Баринов вышел из машины, огляделся.
— Ну, и куда нам?
Водитель стал рядом, указал рукой.
— А вот по этому проулочку, по-над забором, по-над забором, по траве, — он задумчиво поглядел на туфли Баринова, на свои сапоги, вздохнул. — Значит, по-над забором... А курс держите во-он на ту сосну. Около нее и ворота тетки Фроси. Под сосной там лавочка резная такая, Платон делал — сразу увидите...
— А может, вы нас проводите? — спросил за спиной Акимушкин. Выйдя из машины, он уже успел ступить на краешек раскисшей, развороченной гусеницами колеи, и теперь безуспешно ерзал ботинком по высокому, ломкому бурьяну.
Водитель впереди выбирал дорогу, Акимушкин и Блохин с объемистой сумкой, чертыхаясь, старались попасть след в след. Баринов держался за ними.
— Как они ходят-то вообще, по этой грязюке?
— А куда им ходить? — отозвался водитель на этот, скорее риторический, вопрос. — Только в сельпо — по средам, когда хлеб привозят. На утреннюю и на вечернюю дойку — на тракторе возят. В воскресенье на базар в райцентр — тоже организованно, на тракторе. Иногда полная тележка набьется. А грязюка-то еще на месяц, как минимум. Пока не подмерзнет.
— Значит, хозяйка точно дома?
— Дома, дома, — заверил водитель, не оборачиваясь. — Или со скотиной, или на огороде...
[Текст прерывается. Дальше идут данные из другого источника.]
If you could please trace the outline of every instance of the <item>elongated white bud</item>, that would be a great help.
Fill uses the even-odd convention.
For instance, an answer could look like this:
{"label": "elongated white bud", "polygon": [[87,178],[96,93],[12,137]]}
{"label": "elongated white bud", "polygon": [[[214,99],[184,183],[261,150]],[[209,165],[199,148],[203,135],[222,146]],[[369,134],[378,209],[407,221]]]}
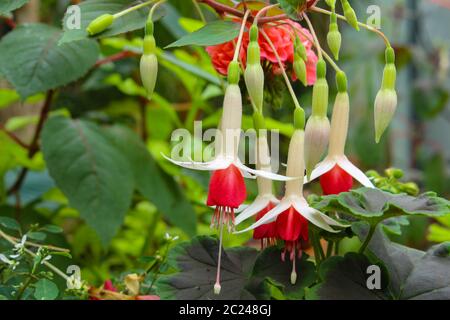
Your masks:
{"label": "elongated white bud", "polygon": [[350,101],[347,92],[339,92],[333,108],[330,131],[329,156],[344,155],[348,132]]}
{"label": "elongated white bud", "polygon": [[[286,175],[288,177],[303,177],[305,175],[305,161],[304,161],[304,143],[305,132],[296,129],[292,135],[289,143],[288,161]],[[303,194],[303,180],[296,179],[286,182],[286,196],[302,195]]]}
{"label": "elongated white bud", "polygon": [[[270,165],[269,144],[267,143],[267,136],[265,134],[259,135],[257,138],[256,168],[258,170],[272,172]],[[259,195],[272,194],[272,180],[257,177],[256,182],[258,184]]]}
{"label": "elongated white bud", "polygon": [[237,84],[229,84],[225,91],[222,113],[222,136],[225,155],[236,159],[242,122],[242,95]]}
{"label": "elongated white bud", "polygon": [[395,52],[389,47],[386,49],[386,65],[383,71],[381,89],[375,99],[375,141],[377,143],[389,126],[397,108],[396,78]]}
{"label": "elongated white bud", "polygon": [[305,128],[305,165],[308,177],[325,153],[329,137],[330,121],[328,118],[314,115],[309,117]]}

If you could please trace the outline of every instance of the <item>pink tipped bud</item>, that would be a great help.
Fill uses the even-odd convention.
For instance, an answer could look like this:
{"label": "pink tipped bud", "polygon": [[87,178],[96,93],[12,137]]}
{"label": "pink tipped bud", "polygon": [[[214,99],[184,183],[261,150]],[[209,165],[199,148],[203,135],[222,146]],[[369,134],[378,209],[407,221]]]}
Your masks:
{"label": "pink tipped bud", "polygon": [[305,165],[310,176],[328,146],[330,121],[327,117],[311,116],[305,128]]}
{"label": "pink tipped bud", "polygon": [[395,90],[381,89],[375,99],[375,141],[380,142],[381,136],[391,123],[397,108],[397,93]]}
{"label": "pink tipped bud", "polygon": [[144,54],[140,64],[142,85],[147,91],[150,99],[155,90],[156,78],[158,76],[158,58],[154,54]]}

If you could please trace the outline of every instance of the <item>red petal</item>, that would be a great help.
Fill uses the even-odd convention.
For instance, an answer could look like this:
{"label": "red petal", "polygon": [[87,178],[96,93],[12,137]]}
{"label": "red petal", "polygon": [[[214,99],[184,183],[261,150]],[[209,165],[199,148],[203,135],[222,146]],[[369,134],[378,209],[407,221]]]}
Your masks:
{"label": "red petal", "polygon": [[347,192],[353,187],[353,178],[335,165],[333,169],[320,177],[320,185],[325,195]]}
{"label": "red petal", "polygon": [[237,208],[246,197],[244,177],[236,166],[214,171],[209,182],[208,206]]}
{"label": "red petal", "polygon": [[276,225],[278,237],[284,241],[308,240],[308,220],[293,207],[278,216]]}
Во двор попали без труда — собаки не было, калитка на простой щеколде.
«Похоже, мужик был обстоятельный», — подумал Баринов, оглядывая мощный забор, добротный дом, крепкие сараи и другие подсобные строения. И двор соответствующий — прибран, ухожен. В левой части за высокой металлической сеткой бродят куры, справа, в дальнем углу, у самого забора стоит, скособочившись, «Беларусь» без капота, двигателя и передних колес — видимо, в процессе ремонта.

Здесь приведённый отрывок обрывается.